I timed her once--my stepmom. Three hours. Three hours spent in red-faced, spit-flying, vein-popping "lecture" for something I'd presumably done, I don't remember what now, it was almost always a manufactured ambush anyway. I was fourteen. I'd been kneeling on the floor without moving for so long my legs were useless dead things beneath me, but I didn't dare move because to even look at her invited even more crazed screaming and pacing.
It was ten p.m., and the house had gone dark as everyone else had fled to their rooms hours prior and my stepmom hadn't stopped yelling long enough to turn the lights on. My Dad was there somewhere, along with stepmom's three teenage kids, my older sister, and three young foster kids. Eight witnesses to this particular tirade, and not so much as a look of acknowledgement the next day.
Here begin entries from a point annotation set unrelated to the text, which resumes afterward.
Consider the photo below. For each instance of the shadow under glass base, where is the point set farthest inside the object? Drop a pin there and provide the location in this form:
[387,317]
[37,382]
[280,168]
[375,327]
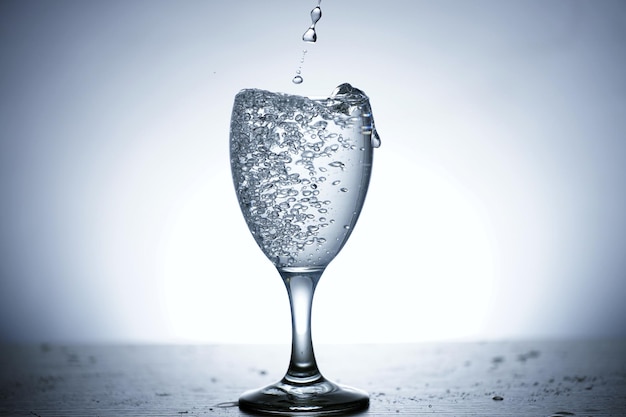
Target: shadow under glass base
[319,398]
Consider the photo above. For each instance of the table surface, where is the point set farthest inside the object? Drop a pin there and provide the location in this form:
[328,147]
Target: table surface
[522,378]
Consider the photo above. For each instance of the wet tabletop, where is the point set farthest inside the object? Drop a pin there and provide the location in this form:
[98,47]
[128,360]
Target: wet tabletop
[555,378]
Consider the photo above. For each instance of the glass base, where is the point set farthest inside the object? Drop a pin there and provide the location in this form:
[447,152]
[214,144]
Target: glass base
[319,398]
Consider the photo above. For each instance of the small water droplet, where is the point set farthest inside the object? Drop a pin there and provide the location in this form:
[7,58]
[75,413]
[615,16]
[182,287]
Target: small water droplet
[316,14]
[310,35]
[375,139]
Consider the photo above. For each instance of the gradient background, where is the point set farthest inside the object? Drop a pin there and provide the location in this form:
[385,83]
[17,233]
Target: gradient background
[496,208]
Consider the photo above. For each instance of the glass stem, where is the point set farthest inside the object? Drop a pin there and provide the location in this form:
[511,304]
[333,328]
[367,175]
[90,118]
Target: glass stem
[301,287]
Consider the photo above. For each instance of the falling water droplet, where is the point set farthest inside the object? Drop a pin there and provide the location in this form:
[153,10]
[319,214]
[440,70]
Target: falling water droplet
[310,35]
[316,14]
[375,139]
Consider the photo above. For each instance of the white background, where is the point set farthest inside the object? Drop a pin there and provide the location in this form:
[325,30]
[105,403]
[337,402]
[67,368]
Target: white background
[496,207]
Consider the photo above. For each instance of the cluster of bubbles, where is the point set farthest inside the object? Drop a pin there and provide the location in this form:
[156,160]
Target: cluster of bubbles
[286,157]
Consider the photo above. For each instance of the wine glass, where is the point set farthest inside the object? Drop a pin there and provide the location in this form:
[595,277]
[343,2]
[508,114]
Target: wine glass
[301,169]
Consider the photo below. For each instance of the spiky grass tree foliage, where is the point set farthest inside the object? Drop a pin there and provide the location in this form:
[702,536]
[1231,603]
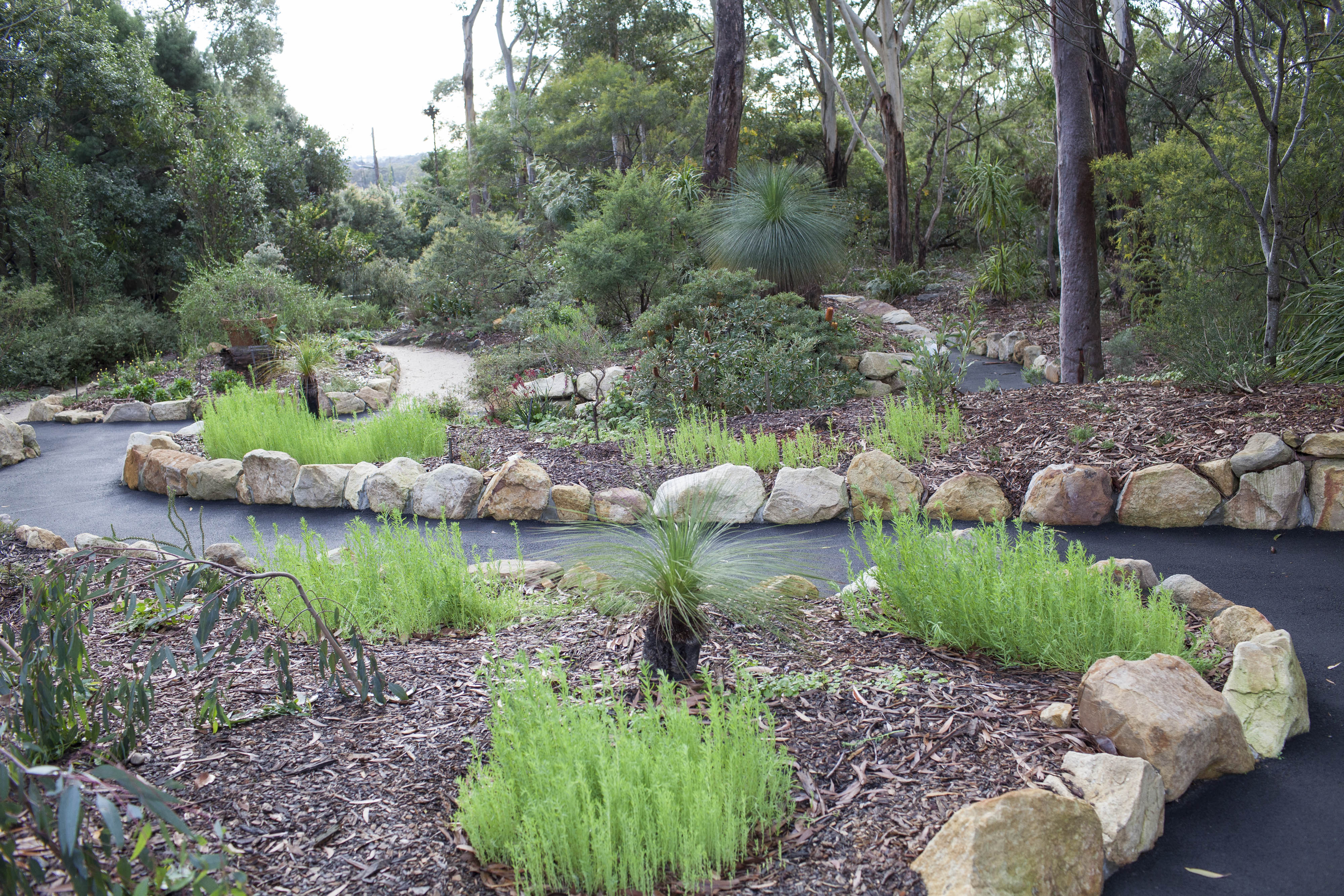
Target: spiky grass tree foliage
[677,567]
[780,221]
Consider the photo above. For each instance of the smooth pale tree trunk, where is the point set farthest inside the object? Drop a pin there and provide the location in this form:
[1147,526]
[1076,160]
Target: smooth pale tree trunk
[724,123]
[1080,292]
[474,190]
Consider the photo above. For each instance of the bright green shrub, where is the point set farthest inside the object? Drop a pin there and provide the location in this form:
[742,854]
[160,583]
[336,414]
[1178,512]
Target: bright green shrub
[1011,597]
[722,346]
[244,420]
[584,793]
[392,581]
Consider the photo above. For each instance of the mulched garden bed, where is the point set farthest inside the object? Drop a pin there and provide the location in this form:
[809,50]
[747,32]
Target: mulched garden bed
[360,799]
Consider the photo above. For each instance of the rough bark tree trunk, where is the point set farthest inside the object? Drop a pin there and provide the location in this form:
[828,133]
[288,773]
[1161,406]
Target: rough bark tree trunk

The house was small, and she had screamed until her voice broke, like she always did. But everyone always pretended it hadn't happened, even though it was a daily occurrence for me. She never yelled at her own kids, but I'm pretty sure the foster kids also caught it regularly. I often felt sorry for them that they had to live with her full-time while I could escape periodically between visits.
Of course, "escape" is a relative term, as I was going back to my stepfather and grandfather. But that's another blog.
She had this way of setting upon you that you could never foresee or avoid. If you walked through the room demurely, she'd accuse you of pouting. If you walked brightly she'd want to know where the attitude came from. There was no winning. She'd find something wrong or broken in the house, or you'd get scapegoated by one of the other kids, or you'd have a need and simply have to ask her a question--and she'd start questioning you in short, sharp barks: Who do you think you are? Do you do this at home? You are going to ACT like PART OF THIS FAMILY! And show me some RESPECT! Then it was on, and the spittle was flying.
When I was very young, around four, I'd break down and cry during these episodes (you were required to stand at attention in front of her). I tried not to. But this would send her over the edge. Then I was throwing a TEMPER TANTRUM! Don't turn on the tears, Gentian, that doesn't work HERE! AND STOP GIVING ME DIRTY LOOKS!
The irony of her "temper tantrum" accusation is not lost on me. And I tried so hard to wipe my face clean of any expression whatsoever; to this day, I do not know what the "dirty looks" accusation was even about. I like to think it was because I knew that what she was doing was wrong, and I was too young to keep it from my eyes, and she couldn't stand it.
One of her favorite interrogations was WHY DID YOU DO IT? ANSWER ME! Of course, because I hadn't actually done anything, I had no idea how to answer, plus I was literally scared stupid. Without an answer, she'd go on, and on, and on...in a moment of inspiration one night I squeaked out "Because...I wanted to?" And this admission of my rotten character seemed to satisfy her. "GO TO YOUR ROOM!" She bellowed, and I scurried away in such relief. Shortly thereafter, I heard the foster kids using my line during lectures to successfully purchase their own release, so I know they heard every word. It's one of the ways I knew there were witnesses.